Rome signed a recording contract with Albert Music. Her debut single, "One of Us Has Changed", was released in 1999. She had started recording about nine months earlier. It was a five-track CD single with the lead track co-written by Barry Andrews and Elizabeth Scott; Andrews was also its co-producer.

Her second single, "Search My Heaven", appeared in November 1999, which peaked at No. 20 on the ARIA Singles Chart. Also in that month she signed a three-year deal with EMI for European and Canadian releases.

Rome's self-titled debut album appeared on 27 March 2000 via AMC/EMI. It was recorded at Albert Studios, Sydney with co-production by Andrews and Sam Horsburgh; Andrews co-wrote eight of its twelve tracks. Ahead of the album she was interviewed for hEARd Magazine and described how, "I just got lucky I guess. At first, when I got the deal with Alberts, I was working part time & doing recording at Alberts during lunch hours, but now I'm doing it full time, so there's something that I always wanted to do, become a singer full time, so even if nothing else happens much, I've already made it to here." In March she toured Australia and then performed in Europe, Canada and the United States. Both singles were later re-issued in Germany.
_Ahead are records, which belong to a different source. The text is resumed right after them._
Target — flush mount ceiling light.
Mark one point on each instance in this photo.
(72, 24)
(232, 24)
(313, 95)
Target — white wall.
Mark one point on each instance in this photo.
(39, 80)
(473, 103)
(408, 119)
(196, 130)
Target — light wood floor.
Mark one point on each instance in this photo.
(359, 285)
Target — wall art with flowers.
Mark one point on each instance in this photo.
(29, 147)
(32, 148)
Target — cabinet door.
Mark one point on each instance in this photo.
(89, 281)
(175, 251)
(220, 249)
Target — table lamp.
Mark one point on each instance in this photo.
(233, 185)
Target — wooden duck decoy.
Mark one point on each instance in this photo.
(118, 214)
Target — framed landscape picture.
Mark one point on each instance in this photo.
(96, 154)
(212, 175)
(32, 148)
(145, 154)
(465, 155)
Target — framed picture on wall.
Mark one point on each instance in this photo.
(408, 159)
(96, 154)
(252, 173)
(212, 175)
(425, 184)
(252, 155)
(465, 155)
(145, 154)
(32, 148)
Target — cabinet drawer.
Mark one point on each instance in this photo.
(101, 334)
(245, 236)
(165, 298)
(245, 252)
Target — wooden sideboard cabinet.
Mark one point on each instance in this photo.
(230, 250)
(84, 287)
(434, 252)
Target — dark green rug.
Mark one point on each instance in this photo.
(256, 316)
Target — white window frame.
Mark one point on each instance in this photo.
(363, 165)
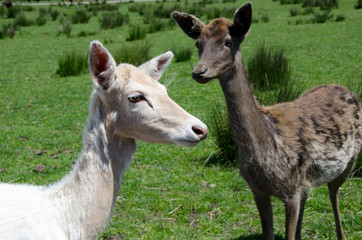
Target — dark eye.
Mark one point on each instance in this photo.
(229, 43)
(136, 98)
(197, 44)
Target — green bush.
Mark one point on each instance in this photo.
(268, 67)
(113, 20)
(219, 125)
(136, 32)
(358, 5)
(81, 16)
(13, 11)
(40, 21)
(54, 15)
(323, 4)
(65, 28)
(182, 54)
(340, 18)
(135, 53)
(155, 24)
(284, 2)
(270, 76)
(72, 64)
(321, 17)
(22, 20)
(7, 30)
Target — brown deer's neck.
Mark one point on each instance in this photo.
(248, 124)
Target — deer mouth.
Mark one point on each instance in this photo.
(201, 76)
(187, 143)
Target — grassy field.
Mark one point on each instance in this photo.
(168, 192)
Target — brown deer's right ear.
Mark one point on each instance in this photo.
(242, 21)
(190, 24)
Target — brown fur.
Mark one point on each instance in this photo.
(287, 148)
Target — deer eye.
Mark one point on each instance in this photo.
(197, 44)
(228, 43)
(136, 98)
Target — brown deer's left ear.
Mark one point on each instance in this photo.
(190, 24)
(101, 64)
(242, 21)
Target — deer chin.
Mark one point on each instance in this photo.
(187, 143)
(203, 80)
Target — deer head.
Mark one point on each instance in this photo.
(135, 105)
(218, 42)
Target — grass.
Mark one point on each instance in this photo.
(167, 191)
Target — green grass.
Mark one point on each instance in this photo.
(167, 191)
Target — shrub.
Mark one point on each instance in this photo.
(135, 53)
(220, 126)
(359, 4)
(72, 64)
(22, 20)
(321, 17)
(294, 12)
(156, 24)
(323, 4)
(358, 168)
(113, 20)
(13, 11)
(43, 12)
(182, 54)
(340, 18)
(136, 32)
(40, 21)
(81, 16)
(65, 28)
(8, 30)
(284, 2)
(54, 15)
(268, 67)
(264, 17)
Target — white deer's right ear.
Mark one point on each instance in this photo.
(101, 64)
(157, 65)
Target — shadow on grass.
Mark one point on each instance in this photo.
(255, 237)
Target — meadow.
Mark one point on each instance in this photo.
(168, 192)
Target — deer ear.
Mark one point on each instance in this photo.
(157, 65)
(101, 64)
(190, 24)
(242, 21)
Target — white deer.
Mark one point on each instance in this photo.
(127, 103)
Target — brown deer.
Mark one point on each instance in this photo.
(284, 149)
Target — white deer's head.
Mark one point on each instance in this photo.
(136, 105)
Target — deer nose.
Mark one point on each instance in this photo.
(200, 132)
(198, 74)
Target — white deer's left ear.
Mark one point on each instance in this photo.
(157, 65)
(101, 64)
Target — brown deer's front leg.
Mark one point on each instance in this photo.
(264, 206)
(298, 234)
(292, 206)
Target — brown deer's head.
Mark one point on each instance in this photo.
(218, 42)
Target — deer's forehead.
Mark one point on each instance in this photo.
(216, 29)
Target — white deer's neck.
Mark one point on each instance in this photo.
(87, 195)
(247, 122)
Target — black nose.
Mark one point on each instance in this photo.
(202, 133)
(199, 74)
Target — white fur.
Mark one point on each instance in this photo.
(79, 206)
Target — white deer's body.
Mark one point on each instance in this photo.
(126, 105)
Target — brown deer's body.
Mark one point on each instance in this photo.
(283, 149)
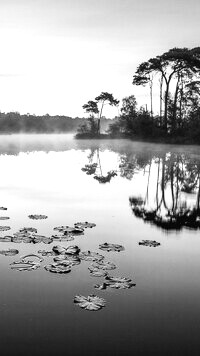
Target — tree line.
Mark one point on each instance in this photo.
(14, 122)
(177, 73)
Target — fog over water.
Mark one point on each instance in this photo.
(154, 195)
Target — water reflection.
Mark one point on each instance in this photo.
(175, 193)
(94, 167)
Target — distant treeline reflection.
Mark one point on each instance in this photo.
(172, 199)
(14, 122)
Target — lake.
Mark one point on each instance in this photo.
(133, 192)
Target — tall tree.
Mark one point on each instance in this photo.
(103, 99)
(174, 64)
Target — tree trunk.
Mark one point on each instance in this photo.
(161, 86)
(166, 106)
(99, 120)
(151, 96)
(175, 106)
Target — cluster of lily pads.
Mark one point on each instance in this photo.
(149, 243)
(65, 258)
(90, 169)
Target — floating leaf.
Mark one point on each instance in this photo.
(149, 243)
(41, 238)
(37, 217)
(69, 230)
(100, 286)
(46, 253)
(59, 250)
(21, 234)
(9, 252)
(73, 260)
(111, 247)
(26, 265)
(59, 267)
(90, 256)
(84, 225)
(61, 237)
(119, 282)
(91, 303)
(4, 228)
(16, 239)
(5, 238)
(104, 265)
(95, 272)
(28, 229)
(70, 250)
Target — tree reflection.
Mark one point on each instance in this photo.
(95, 168)
(171, 207)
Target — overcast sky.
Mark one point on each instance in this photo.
(58, 54)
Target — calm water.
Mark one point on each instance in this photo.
(154, 196)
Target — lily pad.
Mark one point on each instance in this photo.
(9, 252)
(5, 238)
(61, 237)
(28, 229)
(116, 283)
(73, 260)
(150, 243)
(104, 265)
(70, 250)
(69, 230)
(84, 225)
(27, 265)
(119, 282)
(91, 303)
(21, 234)
(90, 256)
(59, 267)
(95, 272)
(46, 253)
(37, 217)
(41, 238)
(4, 228)
(111, 247)
(100, 286)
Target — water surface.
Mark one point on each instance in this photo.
(154, 195)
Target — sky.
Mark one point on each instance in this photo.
(58, 54)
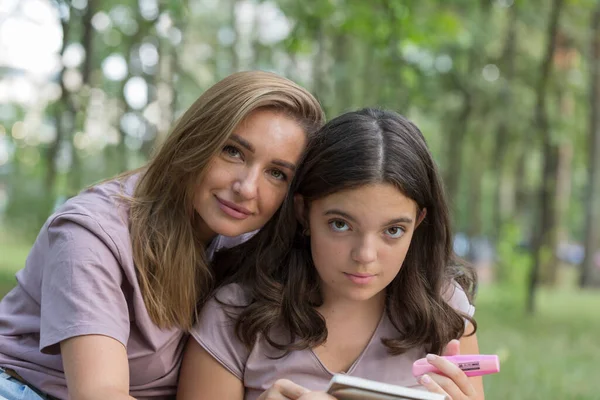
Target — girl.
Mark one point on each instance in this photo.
(114, 278)
(354, 275)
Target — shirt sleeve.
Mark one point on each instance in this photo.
(456, 297)
(215, 330)
(81, 288)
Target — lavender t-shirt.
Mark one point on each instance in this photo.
(259, 367)
(80, 279)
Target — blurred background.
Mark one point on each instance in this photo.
(506, 92)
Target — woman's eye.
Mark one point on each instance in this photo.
(339, 226)
(394, 232)
(279, 175)
(231, 151)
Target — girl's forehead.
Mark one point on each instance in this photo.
(374, 202)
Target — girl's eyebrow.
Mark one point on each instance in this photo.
(405, 220)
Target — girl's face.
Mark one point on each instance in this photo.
(247, 182)
(359, 239)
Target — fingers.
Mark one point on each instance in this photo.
(433, 387)
(316, 396)
(454, 376)
(452, 348)
(288, 389)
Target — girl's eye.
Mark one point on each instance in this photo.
(232, 152)
(279, 175)
(339, 226)
(394, 232)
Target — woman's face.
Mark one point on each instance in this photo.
(246, 183)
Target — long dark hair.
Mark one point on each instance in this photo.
(275, 267)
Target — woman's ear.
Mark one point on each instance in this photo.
(299, 208)
(421, 217)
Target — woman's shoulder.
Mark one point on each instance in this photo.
(231, 295)
(457, 298)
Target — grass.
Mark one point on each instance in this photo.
(552, 355)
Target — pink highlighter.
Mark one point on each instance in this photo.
(471, 364)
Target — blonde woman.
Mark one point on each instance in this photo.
(115, 276)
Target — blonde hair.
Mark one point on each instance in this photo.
(172, 267)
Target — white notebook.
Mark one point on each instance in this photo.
(344, 387)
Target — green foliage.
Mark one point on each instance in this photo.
(514, 261)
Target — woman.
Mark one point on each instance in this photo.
(115, 275)
(353, 275)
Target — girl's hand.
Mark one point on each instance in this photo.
(284, 389)
(454, 384)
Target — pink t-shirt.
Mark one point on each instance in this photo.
(80, 279)
(258, 368)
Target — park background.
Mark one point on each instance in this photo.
(505, 91)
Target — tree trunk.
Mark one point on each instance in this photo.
(64, 105)
(503, 132)
(544, 245)
(590, 275)
(75, 180)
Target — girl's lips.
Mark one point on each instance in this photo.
(360, 279)
(233, 210)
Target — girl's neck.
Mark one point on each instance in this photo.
(336, 307)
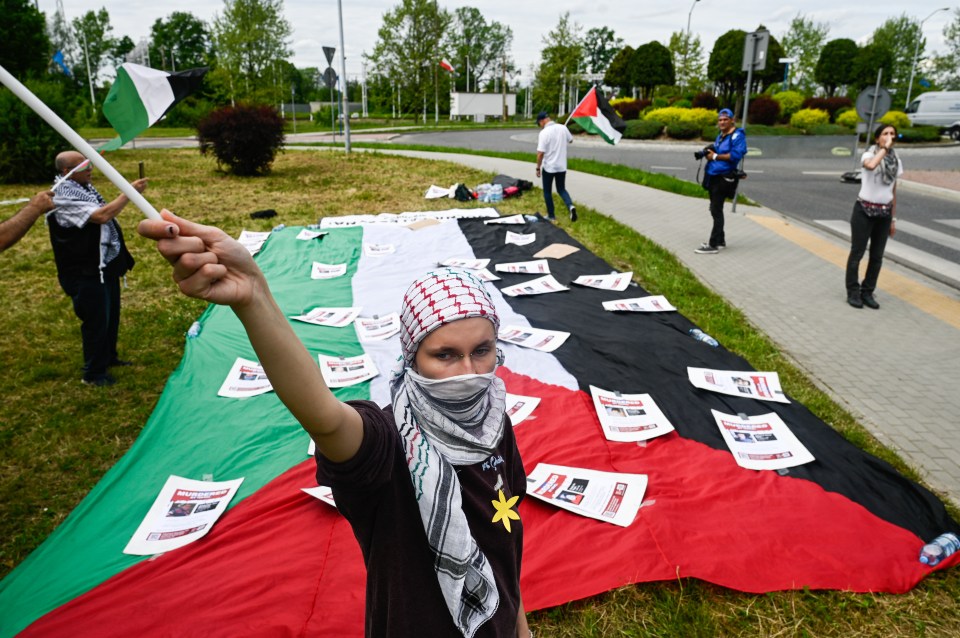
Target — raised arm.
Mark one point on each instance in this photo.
(210, 265)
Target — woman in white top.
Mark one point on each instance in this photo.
(874, 214)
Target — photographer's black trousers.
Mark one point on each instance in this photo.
(720, 189)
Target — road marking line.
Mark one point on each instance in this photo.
(923, 297)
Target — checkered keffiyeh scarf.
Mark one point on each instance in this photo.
(441, 433)
(70, 190)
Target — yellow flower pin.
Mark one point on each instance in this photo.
(504, 510)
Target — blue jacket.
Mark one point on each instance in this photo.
(736, 145)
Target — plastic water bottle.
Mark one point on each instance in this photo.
(939, 548)
(700, 335)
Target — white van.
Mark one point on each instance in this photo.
(937, 108)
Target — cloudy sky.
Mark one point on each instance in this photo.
(315, 23)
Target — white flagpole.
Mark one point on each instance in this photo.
(78, 143)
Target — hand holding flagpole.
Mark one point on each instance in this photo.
(78, 143)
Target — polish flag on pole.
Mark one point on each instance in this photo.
(596, 116)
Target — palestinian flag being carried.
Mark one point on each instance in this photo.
(280, 562)
(140, 96)
(596, 116)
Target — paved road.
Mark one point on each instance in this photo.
(786, 178)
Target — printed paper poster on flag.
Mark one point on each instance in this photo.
(629, 417)
(652, 303)
(613, 281)
(245, 379)
(184, 511)
(762, 442)
(611, 497)
(541, 286)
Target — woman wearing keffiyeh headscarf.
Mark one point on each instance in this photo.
(430, 484)
(874, 215)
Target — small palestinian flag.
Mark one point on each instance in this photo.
(140, 96)
(596, 116)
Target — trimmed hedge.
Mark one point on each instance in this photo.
(806, 119)
(643, 129)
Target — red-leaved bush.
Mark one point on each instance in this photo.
(245, 138)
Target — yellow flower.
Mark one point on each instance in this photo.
(505, 511)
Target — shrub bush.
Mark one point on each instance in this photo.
(706, 101)
(683, 130)
(832, 105)
(643, 129)
(28, 145)
(806, 119)
(764, 110)
(830, 129)
(919, 134)
(629, 109)
(790, 103)
(896, 118)
(245, 138)
(848, 118)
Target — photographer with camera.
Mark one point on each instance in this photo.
(721, 175)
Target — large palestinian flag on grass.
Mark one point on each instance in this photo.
(140, 96)
(280, 562)
(596, 116)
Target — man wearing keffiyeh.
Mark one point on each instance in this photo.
(431, 484)
(91, 257)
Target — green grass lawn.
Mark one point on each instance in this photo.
(58, 437)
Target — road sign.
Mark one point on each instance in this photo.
(869, 109)
(328, 52)
(755, 50)
(330, 78)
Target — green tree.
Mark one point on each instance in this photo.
(560, 61)
(251, 38)
(725, 66)
(687, 53)
(870, 59)
(478, 48)
(651, 66)
(835, 66)
(804, 40)
(618, 73)
(901, 36)
(93, 34)
(946, 66)
(182, 40)
(409, 46)
(600, 45)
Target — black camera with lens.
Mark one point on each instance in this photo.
(699, 155)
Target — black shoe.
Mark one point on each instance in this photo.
(869, 301)
(98, 380)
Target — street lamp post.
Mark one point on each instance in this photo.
(916, 50)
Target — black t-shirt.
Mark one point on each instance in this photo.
(374, 492)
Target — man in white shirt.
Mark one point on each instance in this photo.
(552, 162)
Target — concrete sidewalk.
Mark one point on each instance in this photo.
(895, 369)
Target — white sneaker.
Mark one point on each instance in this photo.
(707, 249)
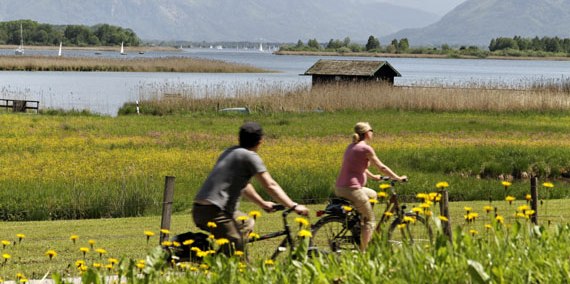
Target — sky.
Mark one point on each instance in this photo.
(439, 7)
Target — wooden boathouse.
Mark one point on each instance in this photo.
(333, 71)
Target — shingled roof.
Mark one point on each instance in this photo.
(349, 67)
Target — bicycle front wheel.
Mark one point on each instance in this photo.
(417, 232)
(332, 234)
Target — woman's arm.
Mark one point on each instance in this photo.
(383, 168)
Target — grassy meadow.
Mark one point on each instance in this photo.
(62, 167)
(162, 64)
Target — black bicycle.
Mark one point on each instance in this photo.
(339, 229)
(199, 241)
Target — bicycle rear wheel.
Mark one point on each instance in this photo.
(333, 234)
(416, 232)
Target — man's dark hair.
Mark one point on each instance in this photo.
(250, 134)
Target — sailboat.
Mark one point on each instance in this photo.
(122, 49)
(20, 50)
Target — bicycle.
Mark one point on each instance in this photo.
(201, 243)
(339, 229)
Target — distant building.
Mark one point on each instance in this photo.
(329, 71)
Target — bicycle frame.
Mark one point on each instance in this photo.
(288, 241)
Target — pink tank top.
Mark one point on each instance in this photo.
(354, 163)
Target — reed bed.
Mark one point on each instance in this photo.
(302, 98)
(163, 64)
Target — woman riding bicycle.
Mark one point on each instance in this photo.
(353, 174)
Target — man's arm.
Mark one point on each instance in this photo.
(251, 194)
(275, 190)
Frustrated with the lack of control over her music, Rome relocated to the United Kingdom in 2001; and began composing her own songs and playing clubs around London. Under her new persona, Ivy York, she led an indie group, Ivy York Band. In 2009 she released her second solo album, The Call of Spring, as Ivy York, which was produced by Ravi (Rav) Panesar. It was released on Rough Trade Records in April 2010 and was described by Bollywood Spices correspondent as "Merging vintage-country & western, with Brit-pop and retro Bollywood, injected with a decent dose of indie." She retired from performing after developing spasmodic dysphonia in 2010.

==Discography==

===Albums===

- Aleesha Rome (27 March 2000) – Albert Music/EMI Music Australia
1. "Search My Heaven" (3:54)
2. "One of Us Has Changed" (3:37)
3. "If Only I Could Cry" (4:04)
4. "Without You" (3:59)
5. "I Didn't Have the Heart" (3:26)
6. "Yours Truly" (4:07)
7. "Do You Feel Me" (3:11)
8. "3 Words" (3:38)
9. "Hazy Days" (5:35)
10. "Real World" (4:20)
11. "Search My Heaven (Mont Blanc House Mix)" (3:44)
12. "One Of Us Has Changed (Absolute Spirit Mix)" (3:20)

Aleesha Rome was produced by Barry Andrews and Sam Horsburgh with various remixes by Thunderground, Matt Meyers and The Wah Brothers.

- The Call of Spring (2009)

=== Singles ===

List of singles, with selected chart positions
Title: Year; Peak chart positions; Album
AUS
"One of Us Has Changed": 1999; 56; Aleesha Rome
"Search My Heaven": 20
"Do You Feel Me?": 2000; 168

All three of the singles were produced by Barry Andrews and Sam Horsburgh with various remixes by Thunderground, Matt Meyers and The Wah Brothers.